We still need to divide that figure by all possible bacterias. At any one time, there are 5x10^30 bacterias alive on the earth. With an average lifespan of 50 minutes, thats 3,650,000 lifespans per year times 4 billion years is about 10,000,000,000,000,000,000 lifespans, times 5x10^30 bacterias giving us 5x10^50 different possible bacterias, cuz yknow, every one is just a little different. So we can nix 50 of those twenty trillion zeros.

So then I took an average size bacteria, 1000nm, which gives us enough space in 1 cubic meter of primordial ooze for 10^27 bacterias. Or, in our case, attempts at bacteria. And multiply that over 1/10 of the earths surface (5x10^10 meters) and we get ...(5x10^10)x(10^27)= (5x10^37) spaces for attempts at bacteria... assuming the primordial ooze us just 1 meter thick.

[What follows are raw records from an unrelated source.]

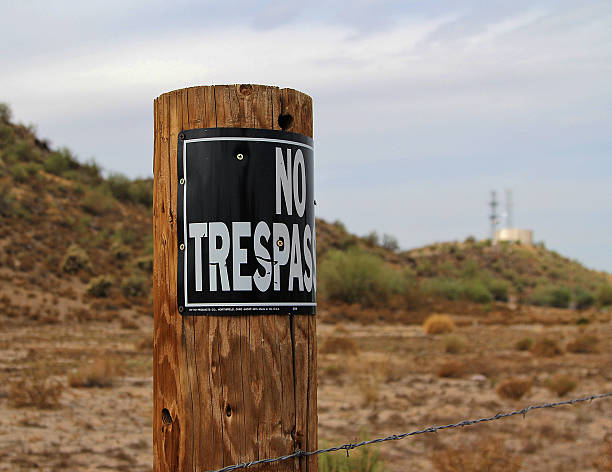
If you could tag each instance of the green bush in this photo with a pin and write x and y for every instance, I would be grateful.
(584, 298)
(145, 263)
(75, 259)
(5, 113)
(355, 276)
(477, 292)
(96, 201)
(100, 286)
(7, 202)
(604, 295)
(134, 286)
(470, 269)
(126, 190)
(445, 288)
(365, 459)
(451, 289)
(59, 162)
(558, 297)
(498, 289)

Then if we say that the primordial ooze gets mixed up 10x per second, that gives us (3x10^8) mixes per year, and with (5x10^37) spaces we get (15x10^48) chances at accidentally creating a bacteria per year. I figure primordial ooze was probably around for about 1 billion years, giving us a total of...(15x10^57) chances for life to form spontaneously. So we can nix another 60 zeros from our twenty trillion.

That leaves us with a 10^-19,999,999,999,89% chance of life just randomly happening to fall into place, atom by atom.

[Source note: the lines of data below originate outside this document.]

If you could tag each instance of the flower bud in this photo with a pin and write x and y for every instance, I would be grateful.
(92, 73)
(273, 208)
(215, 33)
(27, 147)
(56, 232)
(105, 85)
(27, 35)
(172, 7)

Dang, we should feel lucky!

This calculation is, of course, complete nonsense. But it shows, with some simple math, that even EXTREMELY unlikely things are still possible.


1 Kommentar:

Krakonos hat gesagt…

Nah, sorry to tell you, but I don't really like that, Dan :-( This kind of estimation of magnitude of something is called a Fermi problem. The trouble in your case is that you want to calculate the chance of something, but you don't know of what, because your approach doesn't take into account the existing hypotheses about how life could have started. Bacteria as we see them now are also the product of 3.5 billion years of evolution just like us. (Although admittedly they changed far less.) You also didn't take into account the rarity of some of the involved elements and the chemical reactions necessary to form the required molecules like a many cm long DNA strand that is coiled into a bacteria! This decreases the chance you "calculated" by several magnitudes instead of increasing it, because many of those reactions need complex catalyzers to happen at all or at least need energy. So life definitely didn't start with a bacterium popping up by chance. On the other hand there are many self organizing effects that come into play once you have the right molecules.
You might want to start reading about the very basic Miller experiment. Which is quite old but still a classic, when talking about the formation of the basic molecules that are necessary to form the much more complex ones that form bacteria for example. There you can see, just how much energy is necessary! And from there on there's for example the RNA world hypothesis and one that involves clay as the starting point. You can read that up in the Blind Watchmaker by Richard Dawkins, I think. But it was proposed by someone else. And there are many others. Math only works when you know what to calculate and know at least which variables are involved and how they interplay.